The apprentice minimum wage must be reviewed

Some argue raising the minimum wage poses too much risk but excluding disadvantaged learners is even riskier, writes John Cope

Some argue raising the minimum wage poses too much risk but excluding disadvantaged learners is even riskier, writes John Cope

16 Nov 2022, 17:00

There is increasing evidence that the apprentice minimum wage is acting as a barrier to the qualifications acting as powerful engine of social mobility they can be. With the success and growth of apprenticeships in recent years, this raises important questions.

Apprenticeships and technical education play a special role in our education system, often offering a second chance, a route back into training or retraining to get back into employment. Given they are a critical rung on the ‘ladder of opportunity’ (in Rob Halfon’s words), we need to take this evidence seriously, avoiding the sort of social media outrage that accompanied Jonathan Gullis, MP’s  advertisement for an apprentice communications officer.

Twitter thundered its indignation at a salary of £12,285 a year and yes, it feels very low, especially as the median average income in Stoke-on-Trent where the role is based is about £24,000. However, the apprentice minimum wage of £4.81 per hour means Gullis is actually paying about £4,000 a year more than required.

That doesn’t excuse that the salary is too low. If the apprenticeship was in more expensive cities like Manchester or London, it would be unliveable without independent wealth or the bank of mum and dad, ruling out low-income families, adults wanting to do an apprenticeship, and many of the very people who would benefit most from an apprenticeship. So yes, apprentices aren’t the finished article and are still training, but we can’t make quality training inaccessible for the less-well off.

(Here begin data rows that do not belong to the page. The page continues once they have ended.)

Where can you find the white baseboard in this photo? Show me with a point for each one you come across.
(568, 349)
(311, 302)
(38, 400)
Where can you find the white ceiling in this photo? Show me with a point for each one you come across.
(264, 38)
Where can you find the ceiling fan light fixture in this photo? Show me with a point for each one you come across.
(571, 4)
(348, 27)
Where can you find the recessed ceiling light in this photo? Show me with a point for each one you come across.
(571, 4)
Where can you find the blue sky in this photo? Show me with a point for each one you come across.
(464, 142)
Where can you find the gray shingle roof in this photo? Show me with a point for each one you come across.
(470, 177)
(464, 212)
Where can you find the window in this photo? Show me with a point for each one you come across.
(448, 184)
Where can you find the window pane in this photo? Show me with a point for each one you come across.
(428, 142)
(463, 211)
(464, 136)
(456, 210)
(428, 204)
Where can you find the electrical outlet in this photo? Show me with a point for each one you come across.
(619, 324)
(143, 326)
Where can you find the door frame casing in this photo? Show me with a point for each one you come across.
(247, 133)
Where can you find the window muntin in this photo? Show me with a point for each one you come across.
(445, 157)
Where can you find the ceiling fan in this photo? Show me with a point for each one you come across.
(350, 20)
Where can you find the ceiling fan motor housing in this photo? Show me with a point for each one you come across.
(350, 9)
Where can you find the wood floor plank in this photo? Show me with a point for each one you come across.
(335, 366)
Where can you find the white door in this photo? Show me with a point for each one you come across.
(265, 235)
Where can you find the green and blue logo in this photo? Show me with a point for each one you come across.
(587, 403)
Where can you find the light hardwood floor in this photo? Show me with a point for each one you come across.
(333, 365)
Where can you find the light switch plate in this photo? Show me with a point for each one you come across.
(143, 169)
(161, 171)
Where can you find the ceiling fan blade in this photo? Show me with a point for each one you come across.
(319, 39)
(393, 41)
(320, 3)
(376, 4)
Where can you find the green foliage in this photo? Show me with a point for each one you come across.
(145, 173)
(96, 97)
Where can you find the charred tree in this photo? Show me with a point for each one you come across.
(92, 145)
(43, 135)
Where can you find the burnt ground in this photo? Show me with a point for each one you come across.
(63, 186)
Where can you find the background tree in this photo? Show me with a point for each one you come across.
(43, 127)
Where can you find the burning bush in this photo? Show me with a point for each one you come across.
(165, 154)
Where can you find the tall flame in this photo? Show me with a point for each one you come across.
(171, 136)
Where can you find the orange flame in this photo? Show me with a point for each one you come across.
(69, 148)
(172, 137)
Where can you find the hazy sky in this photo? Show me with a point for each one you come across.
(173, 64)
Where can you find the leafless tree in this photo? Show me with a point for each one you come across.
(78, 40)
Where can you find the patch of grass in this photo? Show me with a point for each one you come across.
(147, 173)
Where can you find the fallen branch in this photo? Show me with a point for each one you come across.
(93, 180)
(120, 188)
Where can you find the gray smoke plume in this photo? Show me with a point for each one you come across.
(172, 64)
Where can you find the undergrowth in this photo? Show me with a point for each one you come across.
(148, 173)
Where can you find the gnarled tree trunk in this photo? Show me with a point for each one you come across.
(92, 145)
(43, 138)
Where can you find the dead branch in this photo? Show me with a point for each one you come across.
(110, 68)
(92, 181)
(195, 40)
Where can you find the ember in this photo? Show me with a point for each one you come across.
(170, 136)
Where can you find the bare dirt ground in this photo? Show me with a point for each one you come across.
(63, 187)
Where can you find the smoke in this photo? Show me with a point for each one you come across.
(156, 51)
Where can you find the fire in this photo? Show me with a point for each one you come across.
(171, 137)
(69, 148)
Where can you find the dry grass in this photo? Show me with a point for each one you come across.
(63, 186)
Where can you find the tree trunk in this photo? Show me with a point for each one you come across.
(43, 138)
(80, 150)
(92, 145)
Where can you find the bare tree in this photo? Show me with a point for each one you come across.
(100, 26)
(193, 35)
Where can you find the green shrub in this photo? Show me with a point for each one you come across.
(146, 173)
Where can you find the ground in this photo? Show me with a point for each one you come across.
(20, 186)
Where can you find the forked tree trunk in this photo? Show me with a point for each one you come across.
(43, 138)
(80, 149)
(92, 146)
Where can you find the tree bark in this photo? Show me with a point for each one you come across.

I’ve heard personally from apprentices (prior to the cost-of-living crisis) about the financial pressures they feel. One was an inspiring young carer who loved her apprenticeship but struggled financially as a result of doing it. She told stories of fellow apprentices who had dropped out of their apprenticeship as they couldn’t rely on family financial support. Just travelling to their place of work was proving financially crippling, let alone affording food and somewhere to live.

Many employers already pay above the apprentice minimum wage

The case for change is clear. It cannot be right that a single parent in their thirties looking to get back into employment is presented with living on £4.81 an hour if they train, or £9.50 if they just get even the lowest-skill job. Getting rid of the apprentice minimum wage and instead aligning apprentice wages from the start with the government’s national minimum wage (while keeping £4.81 for under-18s) would strip out red tape for businesses and see apprenticeships remain a rung on the ladder of opportunity.

The social mobility commission is already picking up warning signs that apprenticeships are becoming inaccessible to those from disadvantaged backgrounds. And the new education secretary and former apprentice, Gillian Keegan already expressed concern about those from disadvantaged backgrounds being “squeezed out” when she was skills minister a few years ago.

Some will say that the UK already tends to pay apprentices higher than other countries – and there is evidence to suggest this is true. They then argue that giving apprentices a living wage would create too much of a burden on employers, and that’s where we differ.

Employers I meet worry about not being able to spend enough of their apprenticeship levy, and they’re desperate to fill their skills gaps. It doesn’t strike me that they are looking to cut corners on investing in talent – quite the opposite. Indeed, many forward-thinking employers already pay above the apprentice minimum wage.

For smaller firms where cash flow is a real issue and wage bills tend to be a greater proportion of a firm’s cost base, bringing back the £3,000 government cash incentive Rishi Sunak rolled out as Chancellor during the pandemic would address this immediately. The incentive was hugely effective and a cost-effective intervention with 195,590 claims made over nearly two years, nearly 80 per cent of them for apprentices aged 16 to 24.

With such incentives in place, the case to pay apprentices a living wage is powerful. If we want apprenticeships to be prestigious and sought after, sticking with such a low minimum wage sends the wrong signal – especially considering higher education has easy access to student finance, maintenance support, and often subsidised accommodation too.

If employers and government want to fill skills gaps, why quibble over a few thousand pounds per year for an apprentice given the huge impact a liveable wage would have?